- Gisozi Location in Burundi
- Coordinates: 3°34′S 29°41′E﻿ / ﻿3.567°S 29.683°E
- Country: Burundi
- Province: Mwaro Province

= Gisozi, Burundi =

Gisozi, also Kisozi is a settlement in central Burundi and capital of the commune of the same name.

==Location==
Gisozi is in Mwaro Province, to the southeast of Bujumbura (the largest city and former capital of Burundi) and southwest of Gitega (the current capital).
It is on the RP33 road, which runs north from the RN7 highway through Gisozi to the town of Mwaro.
There is a health center in the southwest of the village.

==Agronomic Research Station==

The first tea cultivation trials in Burundi were set up at the Gisozi Agronomic Research Station (Recherche Agronomique de Gisozi) in 1963.
This is a regional branch on the Institute of Agronomic Sciences of Burundi (ISABU).
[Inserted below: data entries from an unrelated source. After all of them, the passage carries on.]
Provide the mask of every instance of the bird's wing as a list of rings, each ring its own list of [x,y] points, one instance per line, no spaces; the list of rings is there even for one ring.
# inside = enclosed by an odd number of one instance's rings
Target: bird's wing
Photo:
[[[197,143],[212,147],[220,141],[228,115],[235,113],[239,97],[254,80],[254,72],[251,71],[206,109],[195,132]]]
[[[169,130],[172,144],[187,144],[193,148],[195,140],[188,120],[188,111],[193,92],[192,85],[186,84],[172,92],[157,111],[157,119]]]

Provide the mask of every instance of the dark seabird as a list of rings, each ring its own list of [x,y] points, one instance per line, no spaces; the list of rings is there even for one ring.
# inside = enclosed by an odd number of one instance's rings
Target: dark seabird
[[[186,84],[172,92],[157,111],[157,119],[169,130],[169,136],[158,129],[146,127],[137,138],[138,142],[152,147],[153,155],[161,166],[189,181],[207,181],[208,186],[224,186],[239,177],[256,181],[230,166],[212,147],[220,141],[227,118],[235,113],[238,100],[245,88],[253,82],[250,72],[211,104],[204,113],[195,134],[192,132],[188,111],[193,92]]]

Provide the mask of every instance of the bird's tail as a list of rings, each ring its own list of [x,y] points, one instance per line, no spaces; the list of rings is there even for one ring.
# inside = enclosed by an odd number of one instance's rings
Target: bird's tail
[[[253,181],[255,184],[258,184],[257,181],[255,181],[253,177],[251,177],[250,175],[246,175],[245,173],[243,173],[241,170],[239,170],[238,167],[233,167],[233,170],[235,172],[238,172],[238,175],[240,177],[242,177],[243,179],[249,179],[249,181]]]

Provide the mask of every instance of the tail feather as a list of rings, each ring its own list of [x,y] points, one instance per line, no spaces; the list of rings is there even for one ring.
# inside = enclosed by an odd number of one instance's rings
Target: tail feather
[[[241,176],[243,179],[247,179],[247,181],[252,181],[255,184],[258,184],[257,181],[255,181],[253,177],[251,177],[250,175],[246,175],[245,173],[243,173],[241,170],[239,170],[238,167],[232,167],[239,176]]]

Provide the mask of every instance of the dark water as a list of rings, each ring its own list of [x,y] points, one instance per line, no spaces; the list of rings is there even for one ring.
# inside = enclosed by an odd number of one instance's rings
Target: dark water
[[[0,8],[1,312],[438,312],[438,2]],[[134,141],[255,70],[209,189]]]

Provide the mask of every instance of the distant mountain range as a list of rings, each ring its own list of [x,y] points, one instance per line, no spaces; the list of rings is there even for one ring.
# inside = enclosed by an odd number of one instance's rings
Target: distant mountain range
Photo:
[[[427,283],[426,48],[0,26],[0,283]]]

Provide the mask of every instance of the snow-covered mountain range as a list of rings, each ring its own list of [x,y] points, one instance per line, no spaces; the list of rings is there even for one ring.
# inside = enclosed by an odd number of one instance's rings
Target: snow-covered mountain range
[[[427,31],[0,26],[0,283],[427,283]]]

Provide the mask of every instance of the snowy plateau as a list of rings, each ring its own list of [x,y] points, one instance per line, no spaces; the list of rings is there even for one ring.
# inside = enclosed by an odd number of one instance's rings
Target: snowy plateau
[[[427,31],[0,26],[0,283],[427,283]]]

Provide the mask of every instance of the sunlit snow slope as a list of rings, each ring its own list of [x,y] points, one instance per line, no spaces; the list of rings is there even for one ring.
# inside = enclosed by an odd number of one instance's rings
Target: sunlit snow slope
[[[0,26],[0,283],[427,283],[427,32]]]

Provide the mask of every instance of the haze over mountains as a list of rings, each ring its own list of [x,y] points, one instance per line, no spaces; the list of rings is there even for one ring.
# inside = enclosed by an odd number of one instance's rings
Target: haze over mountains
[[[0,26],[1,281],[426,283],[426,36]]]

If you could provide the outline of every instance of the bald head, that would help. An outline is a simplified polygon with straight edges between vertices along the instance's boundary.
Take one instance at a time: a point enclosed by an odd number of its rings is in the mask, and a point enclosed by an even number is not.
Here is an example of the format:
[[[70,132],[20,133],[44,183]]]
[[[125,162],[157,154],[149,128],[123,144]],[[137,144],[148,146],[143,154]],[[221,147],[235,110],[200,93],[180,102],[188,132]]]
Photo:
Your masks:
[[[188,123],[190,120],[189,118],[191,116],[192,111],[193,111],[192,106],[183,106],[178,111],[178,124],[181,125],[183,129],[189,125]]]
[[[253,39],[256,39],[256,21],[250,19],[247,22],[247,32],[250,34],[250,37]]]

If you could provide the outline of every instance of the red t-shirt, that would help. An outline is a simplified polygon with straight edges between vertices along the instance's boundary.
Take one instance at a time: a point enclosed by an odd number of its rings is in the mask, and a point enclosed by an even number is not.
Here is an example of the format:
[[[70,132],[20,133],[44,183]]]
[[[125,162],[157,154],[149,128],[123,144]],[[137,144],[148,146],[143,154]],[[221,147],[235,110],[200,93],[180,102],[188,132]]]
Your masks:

In March 1999 the Italian Cooperation Office donated a 3"x3" water motor pump and a 4.5KVA/50hz generator set to the research station.
In June 2017 the station was receiving technical and financial support from the International Atomic Energy Agency (IAEA) in research into using nuclear techniques to boost the productivity of cassava, an important basic food in Burundi.